I have to implement a Python based web server on a Linux based firmware for an embedded system component:
class WebServer(http.server.HTTPServer)
...
...
To enable ssl connections a ssl context is created within the server by
self.ssl_context = ssl.SSLContext(ssl.PROTOCOL_TLSv1_2)
self.ssl_context.load_cert_chain(certfile=cert, keyfile=key)
self.ssl_context.verify_mode = ssl.CERT_REQUIRED
self.ssl_context.load_verify_locations(verifyCert)
Note: cert is a file path to the certificate, keyfile is the path to the private key.
Upon a request the method get_request is called:
def get_request(self):
request = self.socket.accept()
if self.ssl_context:
req_socket, addr = request
connstream = self.ssl_context.wrap_socket(req_socket, server_side=True)
return connstream, addr
else:
return request
The wrap_socket method is used to wrap the original socket into a ssl socket, which is returned instead.
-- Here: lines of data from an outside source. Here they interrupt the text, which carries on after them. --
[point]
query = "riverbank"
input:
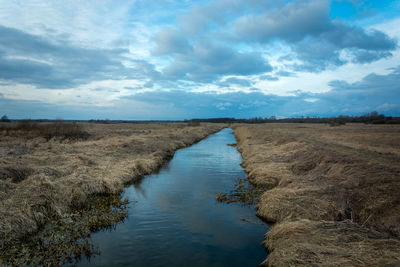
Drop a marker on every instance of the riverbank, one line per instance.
(333, 191)
(46, 175)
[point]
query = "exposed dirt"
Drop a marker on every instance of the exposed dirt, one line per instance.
(334, 191)
(44, 179)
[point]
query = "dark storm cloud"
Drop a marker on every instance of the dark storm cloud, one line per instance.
(237, 81)
(373, 92)
(35, 60)
(268, 78)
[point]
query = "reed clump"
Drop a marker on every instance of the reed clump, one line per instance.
(45, 177)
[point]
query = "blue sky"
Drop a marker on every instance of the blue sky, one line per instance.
(173, 59)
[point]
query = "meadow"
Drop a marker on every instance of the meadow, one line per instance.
(50, 171)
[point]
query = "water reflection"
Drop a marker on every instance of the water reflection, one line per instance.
(177, 221)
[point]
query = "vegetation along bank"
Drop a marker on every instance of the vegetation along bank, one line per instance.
(333, 191)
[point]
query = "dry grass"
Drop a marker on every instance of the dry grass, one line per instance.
(329, 184)
(42, 178)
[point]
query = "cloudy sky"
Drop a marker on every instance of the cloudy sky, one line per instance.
(180, 59)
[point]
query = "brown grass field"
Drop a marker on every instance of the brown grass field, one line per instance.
(48, 169)
(334, 192)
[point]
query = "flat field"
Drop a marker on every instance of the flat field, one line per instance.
(47, 169)
(334, 192)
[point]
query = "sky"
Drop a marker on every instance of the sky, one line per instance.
(180, 59)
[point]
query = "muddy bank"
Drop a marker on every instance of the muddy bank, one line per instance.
(333, 192)
(44, 177)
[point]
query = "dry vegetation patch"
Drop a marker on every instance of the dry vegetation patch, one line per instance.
(48, 169)
(335, 191)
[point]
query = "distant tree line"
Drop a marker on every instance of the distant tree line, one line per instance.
(370, 118)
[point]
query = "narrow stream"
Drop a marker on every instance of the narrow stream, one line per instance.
(174, 219)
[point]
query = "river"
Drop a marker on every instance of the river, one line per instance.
(174, 219)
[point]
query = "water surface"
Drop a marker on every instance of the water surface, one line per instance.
(176, 220)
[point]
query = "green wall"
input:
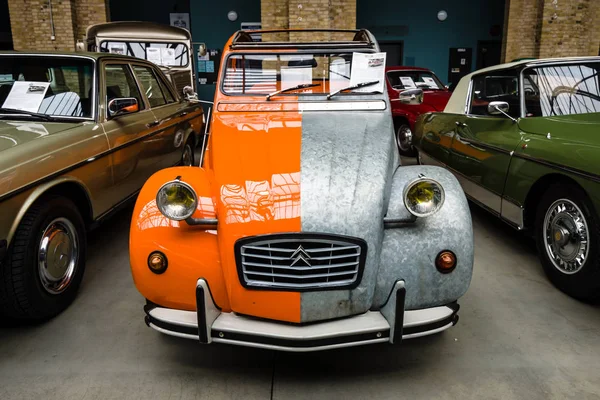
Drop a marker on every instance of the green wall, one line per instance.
(211, 26)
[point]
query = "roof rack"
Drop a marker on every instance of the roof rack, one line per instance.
(362, 39)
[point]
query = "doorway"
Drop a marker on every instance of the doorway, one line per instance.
(395, 53)
(489, 53)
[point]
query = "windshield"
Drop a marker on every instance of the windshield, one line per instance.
(56, 86)
(163, 54)
(257, 74)
(562, 90)
(401, 80)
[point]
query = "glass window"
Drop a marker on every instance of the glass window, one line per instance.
(425, 80)
(164, 54)
(120, 83)
(60, 87)
(263, 74)
(150, 85)
(561, 90)
(496, 86)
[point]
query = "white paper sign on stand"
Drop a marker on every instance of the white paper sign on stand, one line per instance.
(26, 95)
(367, 68)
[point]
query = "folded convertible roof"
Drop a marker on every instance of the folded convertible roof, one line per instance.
(344, 38)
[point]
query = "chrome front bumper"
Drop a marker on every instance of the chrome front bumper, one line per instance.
(208, 324)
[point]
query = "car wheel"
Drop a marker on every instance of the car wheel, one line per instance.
(404, 140)
(568, 240)
(187, 159)
(45, 262)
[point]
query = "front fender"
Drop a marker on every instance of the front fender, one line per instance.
(192, 253)
(408, 252)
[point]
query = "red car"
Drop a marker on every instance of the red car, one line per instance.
(435, 97)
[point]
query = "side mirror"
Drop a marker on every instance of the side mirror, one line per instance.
(411, 96)
(497, 107)
(119, 106)
(189, 94)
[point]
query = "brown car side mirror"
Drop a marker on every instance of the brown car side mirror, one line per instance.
(120, 106)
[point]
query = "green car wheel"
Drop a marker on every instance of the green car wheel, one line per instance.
(568, 240)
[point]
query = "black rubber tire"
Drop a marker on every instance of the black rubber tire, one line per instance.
(585, 284)
(407, 153)
(190, 144)
(22, 295)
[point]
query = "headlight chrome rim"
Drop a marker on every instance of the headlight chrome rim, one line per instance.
(412, 184)
(186, 186)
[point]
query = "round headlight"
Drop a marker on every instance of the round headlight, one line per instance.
(423, 197)
(176, 200)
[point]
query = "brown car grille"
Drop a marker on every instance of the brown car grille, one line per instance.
(300, 261)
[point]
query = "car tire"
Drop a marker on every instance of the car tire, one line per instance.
(404, 137)
(187, 158)
(34, 284)
(567, 234)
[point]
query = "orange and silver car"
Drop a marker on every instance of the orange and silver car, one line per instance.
(300, 230)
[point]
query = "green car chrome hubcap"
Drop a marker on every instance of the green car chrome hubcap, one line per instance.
(566, 236)
(57, 255)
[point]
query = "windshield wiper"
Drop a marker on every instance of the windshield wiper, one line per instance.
(4, 111)
(302, 86)
(352, 87)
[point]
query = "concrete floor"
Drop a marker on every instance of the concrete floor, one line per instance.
(517, 337)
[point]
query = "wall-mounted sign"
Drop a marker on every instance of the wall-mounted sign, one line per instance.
(253, 26)
(180, 20)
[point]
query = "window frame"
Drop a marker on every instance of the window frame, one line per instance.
(140, 84)
(102, 85)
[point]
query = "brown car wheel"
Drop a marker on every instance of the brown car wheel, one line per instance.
(45, 262)
(567, 234)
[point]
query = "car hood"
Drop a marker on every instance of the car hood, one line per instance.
(17, 133)
(279, 170)
(436, 98)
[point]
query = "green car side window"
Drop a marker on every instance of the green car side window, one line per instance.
(496, 86)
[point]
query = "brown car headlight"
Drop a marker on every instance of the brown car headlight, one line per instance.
(423, 197)
(176, 200)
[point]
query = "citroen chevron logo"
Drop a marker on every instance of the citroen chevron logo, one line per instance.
(300, 255)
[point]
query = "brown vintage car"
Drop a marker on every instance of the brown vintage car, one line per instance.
(79, 135)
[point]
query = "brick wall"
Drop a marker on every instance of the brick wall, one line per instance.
(551, 28)
(305, 14)
(31, 22)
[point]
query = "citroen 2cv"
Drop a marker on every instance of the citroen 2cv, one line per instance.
(300, 230)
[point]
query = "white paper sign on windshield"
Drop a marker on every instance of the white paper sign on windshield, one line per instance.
(153, 55)
(26, 95)
(367, 68)
(430, 82)
(167, 56)
(407, 82)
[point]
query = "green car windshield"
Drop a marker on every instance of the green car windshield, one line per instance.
(54, 86)
(562, 90)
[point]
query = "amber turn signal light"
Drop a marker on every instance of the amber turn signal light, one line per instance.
(445, 262)
(157, 262)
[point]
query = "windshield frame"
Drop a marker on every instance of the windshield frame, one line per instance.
(128, 41)
(94, 112)
(335, 51)
(535, 65)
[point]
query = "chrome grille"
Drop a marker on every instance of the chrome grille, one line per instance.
(300, 261)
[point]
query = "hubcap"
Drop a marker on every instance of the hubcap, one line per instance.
(187, 156)
(57, 255)
(566, 236)
(404, 138)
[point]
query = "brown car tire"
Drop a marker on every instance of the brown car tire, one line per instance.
(23, 295)
(583, 282)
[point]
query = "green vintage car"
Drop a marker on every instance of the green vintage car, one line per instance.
(80, 133)
(524, 141)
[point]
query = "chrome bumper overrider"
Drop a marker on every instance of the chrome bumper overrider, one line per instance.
(209, 324)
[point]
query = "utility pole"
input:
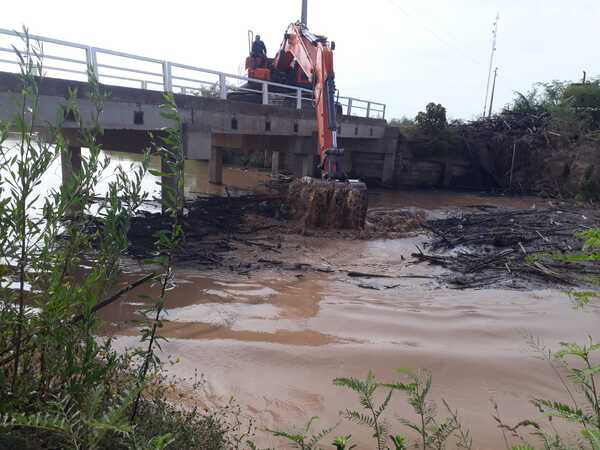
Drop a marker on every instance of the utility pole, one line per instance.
(304, 11)
(493, 90)
(487, 88)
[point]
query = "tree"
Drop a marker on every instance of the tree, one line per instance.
(433, 119)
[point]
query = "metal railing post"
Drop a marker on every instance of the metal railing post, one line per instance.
(167, 82)
(222, 86)
(92, 62)
(265, 93)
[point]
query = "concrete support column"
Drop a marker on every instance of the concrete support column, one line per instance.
(267, 159)
(390, 148)
(215, 166)
(70, 162)
(275, 163)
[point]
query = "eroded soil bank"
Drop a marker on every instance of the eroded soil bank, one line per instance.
(275, 336)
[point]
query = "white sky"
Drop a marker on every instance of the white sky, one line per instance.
(405, 53)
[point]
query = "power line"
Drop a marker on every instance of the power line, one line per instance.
(487, 86)
(435, 34)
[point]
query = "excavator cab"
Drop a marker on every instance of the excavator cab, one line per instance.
(257, 67)
(306, 60)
That is all to provide a ssl connection.
Now the question:
The solution is a first implementation and not secure. We are oblidged to use a given hardware security module (HSM) to create and store certificates and private keys. Any private keys are completely hidden and will never leave the module. All cryptographic primitives have to be executed directly within the module. The interface to the HSM is PKCS#11, for which a vendor supplied dynamic middle-ware library exists.
How can I use the module instead of the original ssl for setup of the ssl context under python? I know already, that ssl is based on openSSL, for which a PKCS#11 engine exists (libarary opensc-pkcs11.so). The middleware from the vendor provides the PKCS#11 API.
Unfortunately, I have no plan how the PKCS#11 engine is to be integrated into python's ssl/openSSL and how to tie all things together. Is it even possible to transparently use PKCS#11 instead of the native implementation, and if yes, how do I activate it from python? Moreover, how would I have to pass the arguments "certfile" and "keyfile", because both are not available anymore as plain files? In fact I have no access to the private key directly; there are only URL-based references to objects within the HSM used to operate on it.
Can PyKCS11 be a solution instead of ssl?
I just need to know the basic path to solving such problem. I can find all the details on my own.
It's not recommended to do this TLS stuff in the webserver with Python. It's better to do it using nginx or apache. They support both the pkcs#11 SSL context and are fast to negociate SSL since they are written in C.